Closed Izvi-digibank closed 2 years ago
The error you posted generally indicates an issue with Internet connectivity of the Karpenter controller pod. This could be due to the node's connectivity, the pod's connectivity (the IP assigned via the CNI), or DNS (node or pod level).
Can you double check your node's connectivity by curl'ing something from the instance? If that works, you'll want to check the pod's network configuration and try to access the network from the pod itself.
If the node is unable to access Internet resources, you can check the subnet's route table for a proper NAT GW or Internet GW setup. Another thing to check is the outbound security group rules on the node.
RequestError: send request failed\ncaused by: Post \"https://sts.eu-west-1.amazonaws.com/\": dial tcp: i/o timeout"}
@bwagner5 I guess your'e right. I moved now Karpenter controller and webhook to run on a node with the exact same configuration as the node in clusterA. Seem to not having network issues anymore but I get another error:
2022-02-10T21:35:41.273Z ERROR controller.controller.provisioning Reconciler error {"commit": "2346ed5", "reconciler group": "karpenter.sh", "reconciler kind": "Provisioner", "name": "workflows-provisioner", "namespace": "", "error": "fetching instance types using ec2.DescribeInstanceTypes, WebIdentityErr: failed to retrieve credentials\ncaused by: AccessDenied: Not authorized to perform sts:AssumeRoleWithWebIdentity\n\tstatus code: 403, request id: 4e07a374-081d-4466-8b67-6421e6a3022e"}
This is weird because the Node IAM role has AssumeRoleWithWebIdentity and it is also defined in the trust policy (you can see I pasted it above). All other roles and cm are well configured as explain in the question.

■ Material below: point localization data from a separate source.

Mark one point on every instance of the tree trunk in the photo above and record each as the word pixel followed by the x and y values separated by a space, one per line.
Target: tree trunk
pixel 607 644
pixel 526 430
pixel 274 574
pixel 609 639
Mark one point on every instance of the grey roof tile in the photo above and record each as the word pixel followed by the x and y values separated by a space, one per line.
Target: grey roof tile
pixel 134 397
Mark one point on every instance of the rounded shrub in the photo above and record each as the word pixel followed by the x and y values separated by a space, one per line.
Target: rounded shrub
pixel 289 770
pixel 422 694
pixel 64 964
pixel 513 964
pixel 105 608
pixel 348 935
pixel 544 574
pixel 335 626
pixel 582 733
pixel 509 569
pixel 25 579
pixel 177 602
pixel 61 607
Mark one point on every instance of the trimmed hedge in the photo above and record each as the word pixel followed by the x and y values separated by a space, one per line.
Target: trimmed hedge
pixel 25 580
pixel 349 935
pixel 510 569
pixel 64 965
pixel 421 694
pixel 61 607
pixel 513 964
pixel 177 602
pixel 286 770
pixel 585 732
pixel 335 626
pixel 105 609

@Izvi-digibank is this still an issue? Were you able to figure out what was going on here?
@suket22 Yes, needed to separate KarpenterController into two statements.
@Izvi-digibank Can you post the output here for KarpenterController?
My controller in functioning fine by now hence I closed the issue. All I had to do as I wrote above is to separate the KarpenterController into two different statements (did it through aws console but you can do it by terraform if you use)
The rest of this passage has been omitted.